Often, a major cause of tension between landlords and tenants is a misunderstanding of access. The bottomline is that tenants have control over who enters the property, when they enter the property and under what circumstances. That includes the landlord. But what happens if a landlord needs to enter the property to carry out an inspection, or if there is an emergency? How much contact between you and your tenant is too much contact? We run through the main issues that may arise between a landlord and their tenant when it comes to property access.
So, a tenant can refuse access if they wish and their right to refuse overrides the landlords right to access. However, their refusal to let the landlord inspect or carry out services could put the tenant in breach of their tenancy agreement. This is why the rules are not simply black and white. In most cases, if the tenant is refusing entry to a landlord, there will be a reason for it such as it not being a good day or time. Solving the issue should always start with negotiation, understanding and good communication between tenant and landlord. If this doesn’t work, you may be able to apply to the court for an order to enter and carry out any repair works that are needed. Explain to your tenant that if they do not allow repairs to be carried out, it may be them who becomes liable for further costs down the line if these issues get worse.
Every landlord is expected to carry out regular property inspections in order to spot any obvious maintenance issues and assess your tenants living conditions. There is is a definite etiquette when it comes to these inspections and the most important thing to remember is that you must get permission to carry one out and give your tenant at least 24 hours notice. If your tenant is refusing to let you carry out inspections for any reason, you could find yourself in a bit of a grey area. While tenants hold the ultimate authority to control access, you do have a right to enter to uphold your responsibilities for repairs and maintenance, as neglecting to do so can lead to bigger problems for everyone. But remember, you can offset any repair costs with their deposit if problems that could have been solved through regular inspections escalate and repairs become costly.
Inspections are generally carried out quarterly, reduced to bi-yearly for long-standing tenants. Carrying out too many inspections can be quite invasive and can be deemed as harassment so avoid doing more than four a year. Use them as a chance to catch up with your tenant and build a good relationship with them, whilst checking for any leaks, damp or mould, and maintaining the gas and electric safety.
The only time that you can legally enter your rented property without your tenants permission is if you’ve been granted access by the court, or in the event of an emergency. Emergency situations include a fire in the property, the smell of gas, flooding coming from the property, structural damage which urgently needs attention or suspicion of a violent or criminal incident. Unless it’s an emergency, your tenant can refuse you entry to the property. This includes for property inspections, minor repairs and maintenance and annual gas safety checks. However, without regular inspections, repairs and gas safety checks, you could ultimately end up with an emergency, for example if you find a severe case of mould. Tenants also have the right to change the locks of the property and they are not actually obliged to give you a key. If you find yourself in this situation, it will obviously complicate things in the event of an emergency.

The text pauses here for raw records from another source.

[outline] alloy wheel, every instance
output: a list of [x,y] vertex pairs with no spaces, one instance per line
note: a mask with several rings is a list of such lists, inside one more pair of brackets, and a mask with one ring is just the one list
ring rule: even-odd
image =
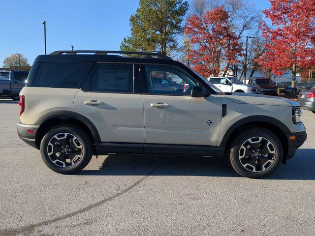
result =
[[252,172],[263,171],[270,168],[275,161],[276,149],[267,139],[254,137],[244,142],[239,151],[241,164]]
[[83,147],[74,135],[60,133],[53,137],[47,146],[47,153],[53,163],[60,167],[70,167],[79,162]]

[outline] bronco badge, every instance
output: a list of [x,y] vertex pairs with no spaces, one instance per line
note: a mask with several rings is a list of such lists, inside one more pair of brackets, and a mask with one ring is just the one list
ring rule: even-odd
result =
[[208,119],[208,120],[207,120],[206,121],[206,124],[207,124],[208,125],[210,125],[212,123],[212,121],[211,120],[210,120],[210,119]]

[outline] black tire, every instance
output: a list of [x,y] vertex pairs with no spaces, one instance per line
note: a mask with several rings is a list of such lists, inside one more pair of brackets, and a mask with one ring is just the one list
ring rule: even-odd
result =
[[[63,138],[63,136],[65,136],[65,135],[60,135],[60,136],[62,137],[62,139],[60,142],[59,140],[54,138],[54,136],[58,134],[63,133],[69,134],[69,136],[68,136],[68,135],[67,135],[66,137]],[[72,138],[71,139],[71,135],[75,138]],[[67,139],[67,137],[69,137],[69,138]],[[75,142],[77,139],[77,141]],[[67,142],[67,140],[70,142]],[[51,142],[50,142],[51,140],[52,141]],[[58,141],[59,143],[57,145],[59,147],[55,144],[53,145],[53,143],[55,143],[54,140]],[[69,150],[70,151],[63,152],[63,146],[62,144],[65,143],[66,143],[65,144],[69,144]],[[78,147],[76,147],[78,145]],[[62,146],[62,148],[61,148]],[[70,149],[70,148],[72,148],[72,149]],[[50,148],[51,150],[52,148],[52,153],[53,154],[50,154],[52,159],[51,159],[49,155],[49,148]],[[58,156],[56,154],[53,154],[54,151],[59,150],[60,150],[60,151],[58,153],[58,155],[60,154],[60,156]],[[71,151],[73,153],[71,153]],[[61,154],[61,152],[65,153]],[[65,153],[67,153],[68,155],[66,156]],[[40,154],[44,162],[51,170],[60,174],[71,174],[79,172],[89,164],[92,157],[93,153],[92,142],[89,136],[83,131],[79,126],[72,124],[63,124],[53,127],[45,135],[40,143]],[[79,158],[78,158],[77,154],[80,156]],[[68,157],[67,158],[66,157],[67,156]],[[73,157],[74,156],[74,157]],[[54,158],[56,158],[56,159],[54,160]],[[62,158],[63,159],[62,159]],[[78,159],[78,160],[77,161],[76,160],[75,161],[77,162],[74,163],[72,163],[72,160],[73,160],[73,159],[70,160],[70,158],[76,158],[76,159]],[[63,160],[64,161],[63,162],[60,161],[58,160],[59,159],[62,161]],[[52,160],[54,160],[54,161],[56,164],[53,162]],[[66,161],[67,160],[69,160],[70,163],[67,162]],[[61,164],[63,163],[64,167],[61,166]],[[64,166],[66,165],[72,165]]]
[[[254,137],[261,137],[262,142],[267,144],[265,144],[266,147],[269,146],[267,147],[268,150],[267,152],[272,150],[274,153],[263,154],[262,155],[259,156],[259,155],[263,153],[266,149],[260,149],[261,147],[265,146],[259,142],[256,144],[251,143],[251,142],[255,142],[255,140],[259,139],[257,138],[255,139]],[[245,143],[252,138],[253,139],[248,141],[250,143]],[[267,141],[266,140],[270,141],[272,145],[270,146],[270,143],[266,143]],[[248,144],[245,145],[246,148],[245,146],[242,147],[243,144]],[[251,147],[252,146],[252,147]],[[260,151],[257,152],[254,150],[252,152],[252,149],[254,149],[252,148],[256,146],[259,147],[257,147],[256,149],[258,150],[256,150]],[[248,147],[250,148],[247,149]],[[260,127],[252,128],[239,134],[234,139],[233,142],[230,146],[229,151],[230,162],[235,171],[242,176],[252,178],[263,178],[271,175],[279,168],[283,157],[282,145],[279,139],[269,130]],[[247,153],[252,153],[250,152],[252,152],[252,155],[248,155]],[[258,153],[258,156],[256,156],[257,152]],[[243,154],[241,155],[242,153]],[[269,158],[265,157],[264,156],[266,155]],[[252,157],[252,156],[253,157]],[[244,157],[241,157],[242,156]],[[243,164],[241,160],[243,162]],[[268,161],[269,160],[270,161]],[[273,162],[272,163],[272,161]],[[255,167],[250,165],[252,163],[252,162],[256,163],[254,164],[256,165]],[[266,162],[264,163],[264,162]],[[269,163],[270,163],[271,164],[269,164]]]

It’s best to maintain a good relationship with your tenant and request that if they do change the locks, that you always have a key in case you need to get in.
Landlord harassment is more common than you might first think. Something that you may not consider harassment could easily get you in trouble. This could be anything from entering your tenant’s home without permission or repeatedly chasing rent arrears, to threats and physical violence or stopping services such as electricity. Harassment can be anything that you do, or don’t do, that makes your tenant feel unsafe in the property or forces them to leave. Be very wary about making too many visits to the property, turning up at the property without notice, outstaying your welcome or visiting during unsociable hours as this may cause your tenant to feel that you are being invasive, prompting them to file a harassment complaint. If you cross any of these lines, you could be charged with harassment under the Housing Act 1988, face a fine and be ordered by the court to stay away from the home. It’s usually your local authority that carries out the prosecution of landlord harassment cases. These days, tenants are becoming more and more protected by laws and legislation - swot up on their rights to ensure that you don’t overstep the mark.
Eviction is not a process that any landlord particularly wants go through, but often it is a necessary evil. If you want to evict your tenant, you’ll need to serve either a Section 21 or Section 8 notice under the Housing Act 1988. With a Section 21, you can take back possession of your property at the end of a fixed-term tenancy agreement or trigger an agreed break clause. You don’t have to provide a reason for the possession - you can simply argue that you want your property back for your own use or to sell. It’s technically not an eviction notice but it will end with the same result. A Section 8 is served when you have the grounds for eviction, for example if your tenant has not paid the rent, has damaged the property or is causing a nuisance. In these cases, you don’t need to wait for the tenancy to come to an end, but your tenant can dispute it and you may end up in court where you’ll need to evidence the reason for the eviction. Depriving someone of their home is a very serious matter, so be as accommodating and reasonable as possible and do not respond in a way that may be considered harassing. Follow the proper procedures and ensure that your paperwork is perfect.